(CNN) -

Few places on earth do pride better than Merseyside; pride in the region, pride in its people, and pride in its sport.

So when The British Open comes to town it feels like everyone is here to celebrate.

After record crowds made the pilgrimage to this corner of the Wirral Peninsula in 2006 to watch Hoylake's first major for 39 years, it was stamped as "The People's Open."

It's a tag that has stuck.

"You don't want to be lofty here because people will knock you off your perch," Royal Liverpool's 2006 captain Andy Cross told CNN of Merseyside.

"You must be who you are and not try to be someone else.

"If there is one thing we want the people who visit us to take away with them it is that they felt they were welcome."

Liverpool's most famous exports The Beatles once sang "money can't buy me love" and that certainly isn't an issue round Hoylake --- there's plenty going round for free.

Some golf courses can feel stuffy to the point of asphyxiation, but not Hoylake.

Not only are spectators pitching up in droves, their enthusiasm is off the charts. Exchanges between marshals and spectators have the jovial air of two mates chatting down the pub.

True Tiger Woods complained about fans' use of mobile phones during his first round, but perhaps that could be attributed to thousands of people's enthusiasm to see the man who won at Hoylake eight years ago.

Even the stony-faced Royal Navy marshals tracking various groups round the course can manage a smile in between admonishing the odd spectator for trying to grab a snap of a star on their phone.

Such is the passion for sport in this region that 5,000 hardy souls turned up four days out from the start of The Open, just to watch a clutch of players practice.

When the Wirral welcomed back golf's oldest major championship for the first time since 1967 eight years ago, 230,000 attended across the four days --- an English record.

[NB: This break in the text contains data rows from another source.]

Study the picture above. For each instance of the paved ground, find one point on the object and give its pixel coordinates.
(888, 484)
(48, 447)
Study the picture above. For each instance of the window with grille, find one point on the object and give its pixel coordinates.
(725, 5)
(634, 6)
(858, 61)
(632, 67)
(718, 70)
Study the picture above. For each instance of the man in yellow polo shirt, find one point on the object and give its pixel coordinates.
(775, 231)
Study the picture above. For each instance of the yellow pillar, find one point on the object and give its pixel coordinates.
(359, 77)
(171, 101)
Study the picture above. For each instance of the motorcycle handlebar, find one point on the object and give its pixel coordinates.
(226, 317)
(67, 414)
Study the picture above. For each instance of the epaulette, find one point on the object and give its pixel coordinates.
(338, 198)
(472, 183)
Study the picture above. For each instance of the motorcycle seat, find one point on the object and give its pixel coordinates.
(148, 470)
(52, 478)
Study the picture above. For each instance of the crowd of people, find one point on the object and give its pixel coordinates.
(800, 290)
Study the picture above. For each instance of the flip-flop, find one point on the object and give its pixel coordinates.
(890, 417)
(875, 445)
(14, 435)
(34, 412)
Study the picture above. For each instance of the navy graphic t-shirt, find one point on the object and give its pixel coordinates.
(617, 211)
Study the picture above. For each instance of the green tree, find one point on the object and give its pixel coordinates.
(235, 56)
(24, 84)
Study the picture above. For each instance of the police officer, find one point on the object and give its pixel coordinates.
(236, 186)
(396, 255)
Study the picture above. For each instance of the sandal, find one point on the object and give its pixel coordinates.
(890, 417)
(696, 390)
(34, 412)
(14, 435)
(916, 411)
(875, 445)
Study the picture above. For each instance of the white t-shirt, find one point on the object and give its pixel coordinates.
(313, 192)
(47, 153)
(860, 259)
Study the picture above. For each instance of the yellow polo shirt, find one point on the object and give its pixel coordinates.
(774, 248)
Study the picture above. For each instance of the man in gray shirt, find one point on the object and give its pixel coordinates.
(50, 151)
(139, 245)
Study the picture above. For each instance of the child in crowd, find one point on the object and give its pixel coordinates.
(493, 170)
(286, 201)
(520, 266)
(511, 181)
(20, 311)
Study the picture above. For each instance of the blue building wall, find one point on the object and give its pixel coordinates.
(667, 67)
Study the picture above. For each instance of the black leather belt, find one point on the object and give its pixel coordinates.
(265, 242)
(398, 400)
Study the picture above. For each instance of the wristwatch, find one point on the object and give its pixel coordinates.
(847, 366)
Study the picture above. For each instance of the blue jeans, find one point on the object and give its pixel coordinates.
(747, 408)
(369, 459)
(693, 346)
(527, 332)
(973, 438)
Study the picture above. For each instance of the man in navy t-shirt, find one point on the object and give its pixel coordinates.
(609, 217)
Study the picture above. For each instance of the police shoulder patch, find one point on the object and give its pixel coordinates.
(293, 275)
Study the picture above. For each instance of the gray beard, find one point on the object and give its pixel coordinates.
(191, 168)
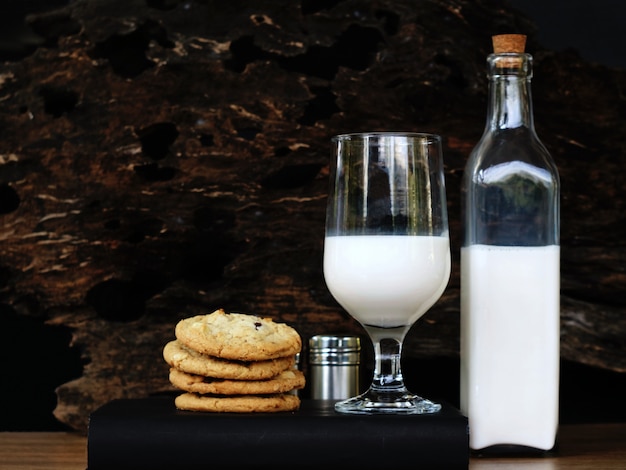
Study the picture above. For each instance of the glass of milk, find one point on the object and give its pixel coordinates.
(387, 250)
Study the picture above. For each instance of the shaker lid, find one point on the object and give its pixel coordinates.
(335, 342)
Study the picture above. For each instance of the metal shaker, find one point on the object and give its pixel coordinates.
(334, 363)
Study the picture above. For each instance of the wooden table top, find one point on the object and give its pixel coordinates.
(583, 446)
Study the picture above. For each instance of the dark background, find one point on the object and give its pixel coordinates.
(594, 29)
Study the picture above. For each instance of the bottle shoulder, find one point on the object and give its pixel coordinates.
(510, 145)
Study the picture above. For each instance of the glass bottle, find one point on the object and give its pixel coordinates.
(510, 269)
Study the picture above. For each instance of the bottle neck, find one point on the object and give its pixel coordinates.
(510, 102)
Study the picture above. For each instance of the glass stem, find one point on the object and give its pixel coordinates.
(388, 352)
(387, 370)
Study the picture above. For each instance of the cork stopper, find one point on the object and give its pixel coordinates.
(509, 44)
(503, 43)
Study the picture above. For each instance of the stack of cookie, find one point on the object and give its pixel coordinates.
(234, 362)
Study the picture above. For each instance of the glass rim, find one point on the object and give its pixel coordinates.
(362, 136)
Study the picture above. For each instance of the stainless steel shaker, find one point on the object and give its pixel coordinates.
(334, 363)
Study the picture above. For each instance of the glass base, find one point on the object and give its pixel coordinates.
(387, 402)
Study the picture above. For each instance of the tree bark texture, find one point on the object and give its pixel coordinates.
(161, 159)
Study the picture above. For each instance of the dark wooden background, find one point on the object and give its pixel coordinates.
(163, 158)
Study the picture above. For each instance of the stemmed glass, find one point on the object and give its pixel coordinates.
(387, 250)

Just 142,036 were present at Muirfield in Scotland last year, an undoubtedly beautiful golf course but one that elicits a different pitch to Hoylake.

Ahead of the Royal and Ancient's October vote on whether to admit female members for the first time, Muirfield is one of only three clubs on The Open rotation to remain male only.

That heralded a wave of negative press this time last year. Hoylake, however, aren't having to withstand anything like that.

You only need look at 2014's patrons to notice the difference.

Walking around the links you are just as likely to encounter the red of Liverpool or the blue of Everton --- the city's two English Premier League soccer teams --- as heavily branded golfing apparel.

At 22 this is Mark Budd's third Open championship but his first visit to Hoylake.

"It's such a friendly and welcoming atmosphere here, people can't do enough for you," he said. "Some places can be a bit snooty but there's none of that here."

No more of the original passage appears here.